Lorsque Zarathoustra eut entendu ces paroles, il salua le saint et lui dit: «Qu’aurais-je à vous donner? Mais laissez-moi partir en hâte, afin que je ne vous prenne rien!» – Et c’est ainsi qu’ils se séparèrent l’un de l’autre, le vieillard et l’homme, riant comme rient deux petits garçons.
Mais quand Zarathoustra fut seul, il parla ainsi à son cœur: «Serait-ce possible! Ce vieux saint dans sa forêt n’a pas encore entendu dire que Dieu est mort!»
3.
Lorsque Zarathoustra arriva dans la ville voisine qui se trouvait le plus près des bois, il y vit une grande foule rassemblée sur la place publique: car on avait annoncé qu’un danseur de corde allait se montrer. Et Zarathoustra parla au peuple et lui dit:
Je vous enseigne le Surhomme.
Tous les êtres jusqu’à présent ont créé quelque chose au-dessus d’eux, et vous voulez être le reflux de ce grand flot et plutôt retourner à la bête que de surmonter l’homme?
Qu’est le singe pour l’homme? Une dérision ou une honte douloureuse. Et c’est ce que doit être l’homme pour le surhomme: une dérision ou une honte douloureuse.
Vous avez tracé le chemin qui va du ver jusqu’à l’homme et il vous est resté beaucoup du ver de terre. Autrefois vous étiez singe et maintenant encore l’homme est plus singe qu’un singe.

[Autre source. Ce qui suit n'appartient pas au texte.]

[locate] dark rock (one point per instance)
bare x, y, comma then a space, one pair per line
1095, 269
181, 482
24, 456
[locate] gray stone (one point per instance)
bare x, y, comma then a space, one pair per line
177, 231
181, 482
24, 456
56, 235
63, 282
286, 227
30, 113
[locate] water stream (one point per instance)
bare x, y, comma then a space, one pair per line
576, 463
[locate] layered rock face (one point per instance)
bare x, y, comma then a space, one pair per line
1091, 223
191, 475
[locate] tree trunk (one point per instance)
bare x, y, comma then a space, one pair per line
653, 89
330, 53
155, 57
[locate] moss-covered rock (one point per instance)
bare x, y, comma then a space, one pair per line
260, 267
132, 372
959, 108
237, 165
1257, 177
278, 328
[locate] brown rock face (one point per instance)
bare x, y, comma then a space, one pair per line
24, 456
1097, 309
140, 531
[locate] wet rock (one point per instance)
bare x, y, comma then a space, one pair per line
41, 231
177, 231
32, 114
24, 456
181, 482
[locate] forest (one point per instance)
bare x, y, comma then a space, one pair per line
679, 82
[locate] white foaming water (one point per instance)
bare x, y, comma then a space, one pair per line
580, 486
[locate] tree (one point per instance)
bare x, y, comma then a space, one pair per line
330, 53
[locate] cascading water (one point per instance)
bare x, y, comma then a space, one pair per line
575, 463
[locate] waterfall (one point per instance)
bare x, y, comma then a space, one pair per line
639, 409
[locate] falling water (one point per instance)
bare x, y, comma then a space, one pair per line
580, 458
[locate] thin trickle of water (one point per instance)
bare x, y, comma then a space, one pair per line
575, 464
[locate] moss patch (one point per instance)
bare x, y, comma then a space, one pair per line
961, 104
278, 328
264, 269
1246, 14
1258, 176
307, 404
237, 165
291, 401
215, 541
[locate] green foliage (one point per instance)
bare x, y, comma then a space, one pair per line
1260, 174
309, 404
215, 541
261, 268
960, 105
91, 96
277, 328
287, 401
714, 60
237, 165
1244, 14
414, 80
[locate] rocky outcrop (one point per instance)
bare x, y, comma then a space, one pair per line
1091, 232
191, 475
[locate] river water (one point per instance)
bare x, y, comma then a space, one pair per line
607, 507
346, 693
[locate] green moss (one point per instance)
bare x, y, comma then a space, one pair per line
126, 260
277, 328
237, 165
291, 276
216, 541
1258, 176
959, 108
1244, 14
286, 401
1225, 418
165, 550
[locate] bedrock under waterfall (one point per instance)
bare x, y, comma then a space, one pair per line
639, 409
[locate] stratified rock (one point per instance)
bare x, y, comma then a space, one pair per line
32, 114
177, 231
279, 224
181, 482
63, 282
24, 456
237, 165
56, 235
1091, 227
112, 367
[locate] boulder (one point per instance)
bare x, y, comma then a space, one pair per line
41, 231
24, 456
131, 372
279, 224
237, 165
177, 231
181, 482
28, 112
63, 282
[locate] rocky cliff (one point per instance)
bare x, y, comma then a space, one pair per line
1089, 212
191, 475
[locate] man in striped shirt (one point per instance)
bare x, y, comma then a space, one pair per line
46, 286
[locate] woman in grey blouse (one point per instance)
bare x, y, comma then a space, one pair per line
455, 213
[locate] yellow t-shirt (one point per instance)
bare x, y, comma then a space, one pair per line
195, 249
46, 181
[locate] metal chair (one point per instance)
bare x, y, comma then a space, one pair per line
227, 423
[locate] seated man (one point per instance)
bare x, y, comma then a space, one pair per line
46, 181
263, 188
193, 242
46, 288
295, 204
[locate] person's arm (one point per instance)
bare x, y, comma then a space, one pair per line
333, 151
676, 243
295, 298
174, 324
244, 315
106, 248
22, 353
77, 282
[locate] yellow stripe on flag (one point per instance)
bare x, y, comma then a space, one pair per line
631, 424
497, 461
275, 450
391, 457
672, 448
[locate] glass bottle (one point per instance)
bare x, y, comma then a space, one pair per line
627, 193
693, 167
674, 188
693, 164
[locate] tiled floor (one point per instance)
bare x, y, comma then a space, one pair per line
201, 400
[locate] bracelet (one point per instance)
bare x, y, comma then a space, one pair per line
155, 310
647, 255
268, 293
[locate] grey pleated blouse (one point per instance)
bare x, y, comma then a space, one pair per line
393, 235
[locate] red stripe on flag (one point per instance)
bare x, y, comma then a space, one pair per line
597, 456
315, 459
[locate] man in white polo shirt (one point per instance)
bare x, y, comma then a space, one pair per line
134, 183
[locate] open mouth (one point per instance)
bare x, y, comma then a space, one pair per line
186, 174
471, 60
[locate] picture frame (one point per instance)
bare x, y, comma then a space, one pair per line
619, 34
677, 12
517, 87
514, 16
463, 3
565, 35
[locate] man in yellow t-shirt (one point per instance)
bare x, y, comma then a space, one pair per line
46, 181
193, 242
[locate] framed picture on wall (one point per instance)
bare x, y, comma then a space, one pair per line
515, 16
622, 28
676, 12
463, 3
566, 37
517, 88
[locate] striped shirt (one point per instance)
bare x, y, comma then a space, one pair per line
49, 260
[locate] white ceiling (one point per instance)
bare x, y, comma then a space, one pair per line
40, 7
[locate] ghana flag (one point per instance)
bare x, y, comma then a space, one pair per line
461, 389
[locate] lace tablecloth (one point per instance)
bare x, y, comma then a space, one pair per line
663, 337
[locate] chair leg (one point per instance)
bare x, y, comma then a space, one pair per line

Mais le plus sage d’entre vous n’est lui-même qu’une chose disparate, hybride fait d’une plante et d’un fantôme. Cependant vous ai-je dit de devenir fantôme ou plante?
Voici, je vous enseigne le Surhomme!
Le Surhomme est le sens de la terre. Que votre volonté dise: que le Surhomme soit le sens de la terre.